FFTW / fftw3

DO NOT CHECK OUT THESE FILES FROM GITHUB UNLESS YOU KNOW WHAT YOU ARE DOING. (See below.)
GNU General Public License v2.0
2.71k stars 660 forks source link

fftw_plan_dft_c2r_2d chopping off residual imaginary parts #159

Closed francescoboc closed 5 years ago

francescoboc commented 5 years ago

I ran into an annoying problem that was coming from the fact that the fftw_plan_dft_c2r_2d"chops off" the residual imaginary parts from the rounding error of the IFT. To solve the problem I had to switch to fftw_plan_dft_2dand work with complex arrays. Everything is explained in detail in this Stackoverflow question and answer that I wrote. I think that this behaviour of fftw_plan_dft_c2r_2dshould be mentioned in the guide, as it can lead to problems when used recursively in a sum as I did.

stevengj commented 5 years ago

The c2r transform assumes that the data is equivalent to "half" of an array with conjugate-symmetry, which corresponds to the DFT of real inputs. Since the data is actually slightly over half of the "logical" conjugate-symmetric array, this means that it must contain some redundancy.

If you give the c2r transform "random" complex inputs that don't have the requisite symmetry/redundancy, then the the input gets projected into the requisite subspace and you lose some information.

Moral: only use c2r transforms if the inputs are the output of an r2c transform or equivalent.

francescoboc commented 5 years ago

@stevengj Yes, I understand, but I think that the problem is hidden in that "or equivalent". What does it mean exactly? Because in my case I was not giving at all "random" complex inputs to c2r, I was giving an array obtained from a r2c transform, on which I did some operations (of course I was doing operations, what would be the point of doing r2c and then straight away c2r to obtain the identity operation?).

Please, have a look at my Stackoverflow post, and you will see what I mean. The code is now written using fftw_plan_dft_2d, and not the c2r, r2c anymore, but you can easily imagine how it was before (if you can't, I can rewrite the code and send it to you). And it was not working, the only way to make it work has been to consider the dh array as complex, a thing that I couldn't have done using c2r. It took me almost 2 months to figure it out.

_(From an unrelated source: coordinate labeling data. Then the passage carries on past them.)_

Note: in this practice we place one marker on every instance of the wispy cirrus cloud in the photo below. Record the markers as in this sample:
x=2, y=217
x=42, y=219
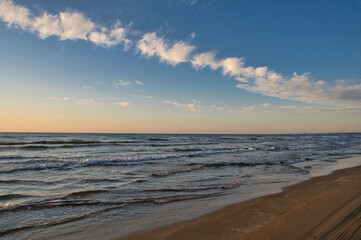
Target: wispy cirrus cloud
x=195, y=106
x=72, y=25
x=69, y=25
x=122, y=83
x=123, y=104
x=57, y=99
x=89, y=101
x=267, y=82
x=153, y=46
x=88, y=88
x=268, y=108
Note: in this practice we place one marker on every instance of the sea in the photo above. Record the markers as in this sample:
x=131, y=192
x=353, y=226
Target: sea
x=101, y=186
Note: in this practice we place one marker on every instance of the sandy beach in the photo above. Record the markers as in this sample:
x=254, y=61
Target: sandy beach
x=325, y=207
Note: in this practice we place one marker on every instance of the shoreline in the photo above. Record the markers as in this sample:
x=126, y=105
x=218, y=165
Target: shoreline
x=323, y=205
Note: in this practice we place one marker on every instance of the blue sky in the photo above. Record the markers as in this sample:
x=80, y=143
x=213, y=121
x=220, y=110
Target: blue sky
x=180, y=66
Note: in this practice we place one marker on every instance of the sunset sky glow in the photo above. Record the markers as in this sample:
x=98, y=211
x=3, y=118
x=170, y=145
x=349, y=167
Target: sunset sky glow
x=182, y=66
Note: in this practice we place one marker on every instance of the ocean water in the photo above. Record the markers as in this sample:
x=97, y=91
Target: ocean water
x=99, y=186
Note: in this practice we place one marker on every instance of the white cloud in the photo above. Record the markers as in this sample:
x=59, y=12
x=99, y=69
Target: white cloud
x=123, y=104
x=297, y=87
x=233, y=67
x=57, y=99
x=65, y=25
x=88, y=88
x=72, y=25
x=195, y=106
x=137, y=82
x=14, y=14
x=153, y=46
x=88, y=101
x=122, y=83
x=270, y=109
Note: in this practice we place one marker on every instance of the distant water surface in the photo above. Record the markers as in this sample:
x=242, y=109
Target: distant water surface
x=96, y=186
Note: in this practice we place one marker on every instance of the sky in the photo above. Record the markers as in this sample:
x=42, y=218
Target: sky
x=180, y=66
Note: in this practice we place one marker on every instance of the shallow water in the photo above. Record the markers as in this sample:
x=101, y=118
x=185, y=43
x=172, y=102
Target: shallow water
x=90, y=186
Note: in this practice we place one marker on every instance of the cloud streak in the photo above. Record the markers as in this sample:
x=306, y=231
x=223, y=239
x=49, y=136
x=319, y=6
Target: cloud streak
x=153, y=46
x=72, y=25
x=267, y=82
x=64, y=25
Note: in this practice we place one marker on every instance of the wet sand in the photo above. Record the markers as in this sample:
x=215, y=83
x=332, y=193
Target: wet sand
x=325, y=207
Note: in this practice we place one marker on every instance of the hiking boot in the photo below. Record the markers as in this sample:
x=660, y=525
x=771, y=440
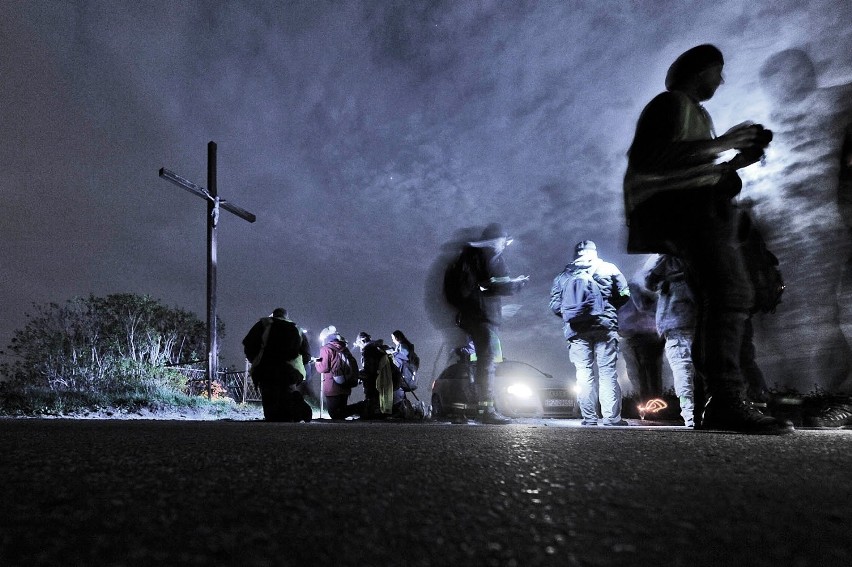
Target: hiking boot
x=831, y=417
x=493, y=417
x=741, y=417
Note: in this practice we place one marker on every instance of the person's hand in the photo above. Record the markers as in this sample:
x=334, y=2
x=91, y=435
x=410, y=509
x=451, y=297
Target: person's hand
x=747, y=137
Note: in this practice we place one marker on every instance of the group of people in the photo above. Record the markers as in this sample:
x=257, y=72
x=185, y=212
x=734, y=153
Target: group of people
x=279, y=353
x=681, y=208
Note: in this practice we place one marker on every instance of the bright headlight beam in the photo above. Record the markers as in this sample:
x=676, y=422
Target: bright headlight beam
x=520, y=390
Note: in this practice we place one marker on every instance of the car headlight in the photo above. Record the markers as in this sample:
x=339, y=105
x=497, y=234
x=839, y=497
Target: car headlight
x=520, y=391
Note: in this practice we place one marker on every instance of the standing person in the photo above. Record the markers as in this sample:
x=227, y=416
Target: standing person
x=377, y=377
x=586, y=296
x=405, y=358
x=679, y=201
x=474, y=284
x=339, y=371
x=278, y=352
x=641, y=347
x=675, y=321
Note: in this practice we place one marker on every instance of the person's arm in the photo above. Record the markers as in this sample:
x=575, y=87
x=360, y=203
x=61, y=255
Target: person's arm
x=620, y=289
x=323, y=363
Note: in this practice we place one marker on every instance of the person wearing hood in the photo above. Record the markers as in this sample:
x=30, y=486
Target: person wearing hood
x=278, y=352
x=586, y=296
x=335, y=363
x=481, y=279
x=377, y=377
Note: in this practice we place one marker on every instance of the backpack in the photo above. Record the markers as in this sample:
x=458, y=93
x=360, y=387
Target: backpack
x=762, y=266
x=344, y=369
x=582, y=299
x=457, y=284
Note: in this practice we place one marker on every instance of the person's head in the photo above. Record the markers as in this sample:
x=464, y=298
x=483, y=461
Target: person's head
x=399, y=337
x=362, y=340
x=788, y=76
x=496, y=236
x=697, y=71
x=585, y=250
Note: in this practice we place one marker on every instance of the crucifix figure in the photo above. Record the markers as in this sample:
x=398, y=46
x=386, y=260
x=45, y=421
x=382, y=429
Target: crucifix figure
x=209, y=194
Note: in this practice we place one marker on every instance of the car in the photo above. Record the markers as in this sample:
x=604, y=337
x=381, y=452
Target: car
x=521, y=390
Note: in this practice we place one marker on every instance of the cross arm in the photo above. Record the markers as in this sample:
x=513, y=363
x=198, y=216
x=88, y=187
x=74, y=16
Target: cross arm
x=199, y=191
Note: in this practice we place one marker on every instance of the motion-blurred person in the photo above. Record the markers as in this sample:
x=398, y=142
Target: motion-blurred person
x=586, y=296
x=339, y=371
x=405, y=359
x=675, y=321
x=641, y=345
x=278, y=352
x=809, y=170
x=474, y=285
x=678, y=201
x=378, y=378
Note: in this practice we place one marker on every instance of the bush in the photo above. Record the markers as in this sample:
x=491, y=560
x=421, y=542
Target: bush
x=117, y=351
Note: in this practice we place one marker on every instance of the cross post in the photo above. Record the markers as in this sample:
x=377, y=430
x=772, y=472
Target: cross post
x=214, y=203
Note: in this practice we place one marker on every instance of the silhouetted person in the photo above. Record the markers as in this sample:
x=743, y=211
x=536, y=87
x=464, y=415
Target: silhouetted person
x=799, y=204
x=641, y=346
x=676, y=318
x=474, y=285
x=586, y=296
x=678, y=200
x=278, y=352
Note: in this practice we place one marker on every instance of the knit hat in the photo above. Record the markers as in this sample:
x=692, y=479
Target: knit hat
x=692, y=62
x=583, y=246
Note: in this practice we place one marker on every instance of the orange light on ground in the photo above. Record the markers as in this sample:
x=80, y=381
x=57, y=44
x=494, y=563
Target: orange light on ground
x=651, y=406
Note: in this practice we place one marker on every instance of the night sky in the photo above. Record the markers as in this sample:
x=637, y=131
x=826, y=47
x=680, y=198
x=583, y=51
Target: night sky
x=365, y=136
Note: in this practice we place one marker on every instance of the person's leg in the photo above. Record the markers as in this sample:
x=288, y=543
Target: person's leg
x=606, y=355
x=488, y=353
x=679, y=355
x=582, y=356
x=727, y=297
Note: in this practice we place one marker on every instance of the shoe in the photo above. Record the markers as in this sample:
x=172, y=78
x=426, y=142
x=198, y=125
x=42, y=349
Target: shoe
x=741, y=417
x=832, y=416
x=493, y=417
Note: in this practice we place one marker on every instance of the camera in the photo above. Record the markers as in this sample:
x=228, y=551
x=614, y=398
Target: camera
x=763, y=135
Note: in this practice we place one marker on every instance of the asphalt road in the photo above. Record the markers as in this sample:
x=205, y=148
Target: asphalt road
x=111, y=492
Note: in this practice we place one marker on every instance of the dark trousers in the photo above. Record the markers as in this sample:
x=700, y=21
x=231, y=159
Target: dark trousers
x=717, y=267
x=643, y=357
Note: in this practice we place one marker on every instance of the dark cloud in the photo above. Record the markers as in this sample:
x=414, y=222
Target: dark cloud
x=364, y=135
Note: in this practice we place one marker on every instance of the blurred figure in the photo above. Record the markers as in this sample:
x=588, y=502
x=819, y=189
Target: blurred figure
x=377, y=377
x=586, y=296
x=339, y=371
x=405, y=359
x=675, y=321
x=473, y=285
x=278, y=352
x=678, y=201
x=810, y=171
x=641, y=345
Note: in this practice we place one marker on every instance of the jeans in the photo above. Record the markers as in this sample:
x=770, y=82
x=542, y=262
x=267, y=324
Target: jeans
x=679, y=355
x=486, y=343
x=585, y=353
x=643, y=357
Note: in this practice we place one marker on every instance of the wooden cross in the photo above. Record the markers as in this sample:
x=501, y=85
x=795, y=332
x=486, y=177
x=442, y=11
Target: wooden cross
x=213, y=204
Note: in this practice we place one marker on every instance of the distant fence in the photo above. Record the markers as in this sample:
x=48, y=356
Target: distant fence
x=237, y=384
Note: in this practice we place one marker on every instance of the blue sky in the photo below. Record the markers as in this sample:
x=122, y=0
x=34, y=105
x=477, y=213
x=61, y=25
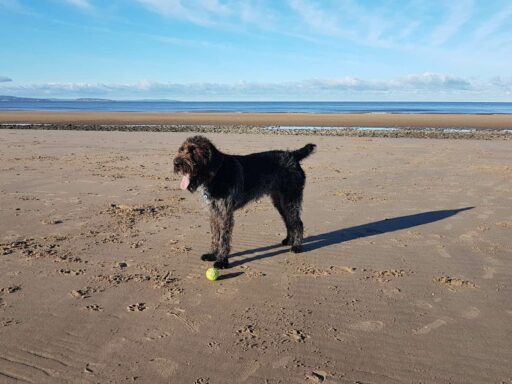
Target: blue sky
x=457, y=50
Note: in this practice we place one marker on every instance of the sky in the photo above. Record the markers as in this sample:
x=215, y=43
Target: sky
x=343, y=50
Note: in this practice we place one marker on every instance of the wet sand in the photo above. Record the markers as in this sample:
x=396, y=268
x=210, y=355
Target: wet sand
x=405, y=278
x=264, y=119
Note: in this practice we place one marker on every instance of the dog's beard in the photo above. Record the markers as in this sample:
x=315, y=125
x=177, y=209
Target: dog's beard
x=190, y=183
x=185, y=181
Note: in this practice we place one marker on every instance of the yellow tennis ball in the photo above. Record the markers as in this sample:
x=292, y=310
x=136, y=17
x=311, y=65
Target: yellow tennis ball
x=212, y=274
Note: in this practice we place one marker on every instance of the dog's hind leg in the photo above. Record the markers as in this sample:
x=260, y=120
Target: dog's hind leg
x=292, y=209
x=215, y=230
x=226, y=223
x=277, y=200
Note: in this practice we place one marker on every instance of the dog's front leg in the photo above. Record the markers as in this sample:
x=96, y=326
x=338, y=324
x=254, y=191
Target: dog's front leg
x=226, y=223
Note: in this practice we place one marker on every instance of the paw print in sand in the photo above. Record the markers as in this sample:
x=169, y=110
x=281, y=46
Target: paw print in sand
x=139, y=307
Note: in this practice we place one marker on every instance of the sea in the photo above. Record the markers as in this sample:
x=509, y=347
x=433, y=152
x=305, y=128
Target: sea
x=486, y=108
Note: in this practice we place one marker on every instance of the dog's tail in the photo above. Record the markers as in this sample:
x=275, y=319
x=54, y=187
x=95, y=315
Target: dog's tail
x=304, y=152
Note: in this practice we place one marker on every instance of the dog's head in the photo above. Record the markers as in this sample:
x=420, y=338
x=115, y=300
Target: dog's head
x=197, y=161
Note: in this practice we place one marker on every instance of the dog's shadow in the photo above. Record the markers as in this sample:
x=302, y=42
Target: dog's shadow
x=312, y=243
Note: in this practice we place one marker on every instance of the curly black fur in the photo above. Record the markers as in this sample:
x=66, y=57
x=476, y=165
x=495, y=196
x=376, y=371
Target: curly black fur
x=231, y=181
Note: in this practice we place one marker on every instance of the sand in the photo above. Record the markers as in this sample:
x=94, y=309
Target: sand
x=265, y=119
x=405, y=278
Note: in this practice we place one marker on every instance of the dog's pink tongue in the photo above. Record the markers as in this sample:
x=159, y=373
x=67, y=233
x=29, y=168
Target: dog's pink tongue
x=185, y=182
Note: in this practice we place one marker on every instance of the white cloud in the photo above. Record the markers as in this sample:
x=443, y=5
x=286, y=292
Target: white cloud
x=431, y=83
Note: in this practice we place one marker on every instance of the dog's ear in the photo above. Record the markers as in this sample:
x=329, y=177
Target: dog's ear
x=199, y=153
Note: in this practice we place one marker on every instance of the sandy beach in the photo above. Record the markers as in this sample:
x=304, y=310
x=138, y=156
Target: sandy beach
x=264, y=119
x=405, y=276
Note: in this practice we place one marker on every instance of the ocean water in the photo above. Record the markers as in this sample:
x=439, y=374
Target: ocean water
x=255, y=107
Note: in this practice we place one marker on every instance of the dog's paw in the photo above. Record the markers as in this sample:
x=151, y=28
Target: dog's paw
x=221, y=264
x=296, y=248
x=209, y=257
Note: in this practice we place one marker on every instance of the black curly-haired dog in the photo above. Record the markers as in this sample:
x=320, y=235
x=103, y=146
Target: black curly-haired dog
x=229, y=182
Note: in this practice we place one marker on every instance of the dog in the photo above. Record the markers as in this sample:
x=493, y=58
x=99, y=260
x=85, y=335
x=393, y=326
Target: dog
x=229, y=182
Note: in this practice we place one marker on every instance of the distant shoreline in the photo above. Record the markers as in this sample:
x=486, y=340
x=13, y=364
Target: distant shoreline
x=476, y=121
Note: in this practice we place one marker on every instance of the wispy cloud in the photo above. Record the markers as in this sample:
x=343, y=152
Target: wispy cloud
x=426, y=82
x=210, y=13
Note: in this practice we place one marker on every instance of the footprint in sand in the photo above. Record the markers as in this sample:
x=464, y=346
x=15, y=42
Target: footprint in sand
x=164, y=367
x=431, y=326
x=139, y=307
x=367, y=326
x=489, y=272
x=94, y=307
x=395, y=293
x=443, y=253
x=423, y=304
x=471, y=313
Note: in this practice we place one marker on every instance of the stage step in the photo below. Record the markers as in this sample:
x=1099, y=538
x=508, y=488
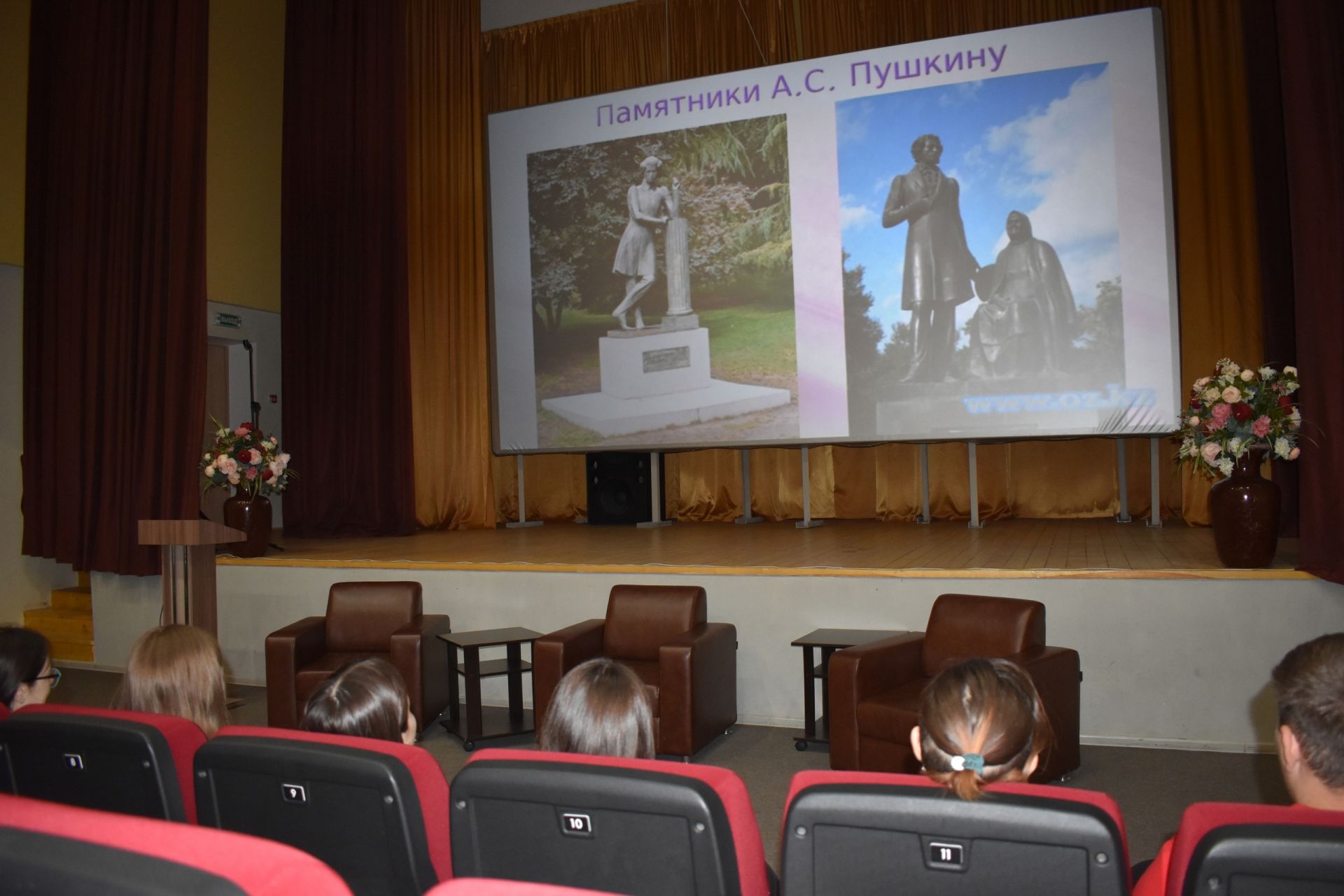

I also found another SO question of 7 years ago which describes EXACTLY the same problem.

Moral: using c2r and r2c transforms to implement pseudospectral methods to integrate PDEs is NOT a good idea. But I insist: this should be mentioned somewhere in the guide.

stevengj commented 5 years ago

You have to do operations that preserve the conjugate symmetry, i.e. that produce an array that could have been the result of an r2c transform. For example, multiplying by a real scalar, or elementwise multiplying the results of two r2c transforms for a convolution, or summing the results of two r2c transforms.

If you are using fftw_plan_dft_2d and get real output, then you could have used c2r. If you are not getting real output (up to roundoff errors), then taking the real parts of the output is throwing away data.

It is perfectly fine to use r2c and c2r transforms to implement pseudospectral methods for PDEs involving real variables. (In fact, one such code is exactly what they were initially written for in FFTW.)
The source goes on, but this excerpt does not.